The global war against the Islamic State group continues to be the priority for foreign governments involved in Syria. A U.S.-led coalition is working with predominantly Kurdish ground forces fighting IS, providing air and other logistical support. Despite significant loss of territory over the past year, IS still holds on to the city of Raqqa as the militant group’s de facto capital of its self-declared caliphate over parts of Syria and Iraq, and still has the ability to launch surprise offensives.

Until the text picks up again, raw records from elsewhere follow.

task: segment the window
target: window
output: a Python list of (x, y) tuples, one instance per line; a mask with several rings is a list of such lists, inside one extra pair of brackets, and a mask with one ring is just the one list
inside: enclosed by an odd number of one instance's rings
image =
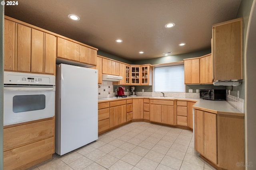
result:
[(155, 67), (154, 92), (185, 92), (184, 65)]

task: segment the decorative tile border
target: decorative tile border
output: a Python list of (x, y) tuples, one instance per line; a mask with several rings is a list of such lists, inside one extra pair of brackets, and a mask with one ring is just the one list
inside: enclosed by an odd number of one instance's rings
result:
[(226, 94), (226, 100), (230, 104), (239, 110), (241, 112), (244, 113), (244, 99), (240, 99), (229, 94)]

The latest battles against IS revolves around Manbij, a vital border satellite to Raqqa. The Syria Democratic Forces, a U.S.-backed alliance of Kurdish and Arab groups, is spearheading the fight in Manbij and by some estimates has managed to secure control of around 60 percent of the town.

RUSSIA-US MILITARY TALKS

The United States and Russia are engaged in talks to boost military cooperation and intelligence sharing in Syria. Much of what happens next depends on whether Moscow and Washington seal the deal. Their coordination is focused on targeting al-Qaida’s affiliate in Syria, the Levant Conquest Front, formerly known as the Nusra Front.

In a pre-emptive move, the group announced last week it had changed its name and disassociated from al-Qaida central — a move dismissed by the U.S., Russia and Syria as merely tactical. The group is embedded with other rebel outfits in Syria and is one of the most effective fighting forces against President Bashar Assad’s troops. An air campaign against the Levant Conquest Front may ultimately be detrimental to the wider anti-Assad opposition. Underlining the group’s major role in the fighting in Aleppo, its leader, Abu Mohammed al-Golani, issued an audio on Friday rallying his fighters and vowing to “crush Russian tyranny … under the feet of the mujahedeen,” or holy warriors, in Aleppo.

PEACE PROSPECTS

The U.N.’s special envoy for Syria has set late August as a target for resuming peace talks, but it’s unclear who could represent the fractured opposition, and with the government on the front foot in Syria, it is unlikely to make any major concessions in Geneva.

This augurs more conflict for the country until the government can secure what some analysts call “useful Syria” — a portion containing the four largest cities and Syria’s Mediterranean coast — while leaving the fates of the jihadi-controlled northwest, the Kurdish-controlled north, and the Islamic State-controlled east to the chess game of international diplomacy.

Looking past the shades of color on the map, there are practically no victors to this war. Even if, or when, the government retakes the alleged target stretch of Syria, it will still face the massive task of rebuilding a shattered economy and wrestling back control from militias and profiteers who have built robust patronage networks that rival the traditional hierarchies of the Assad family’s authoritarian rule.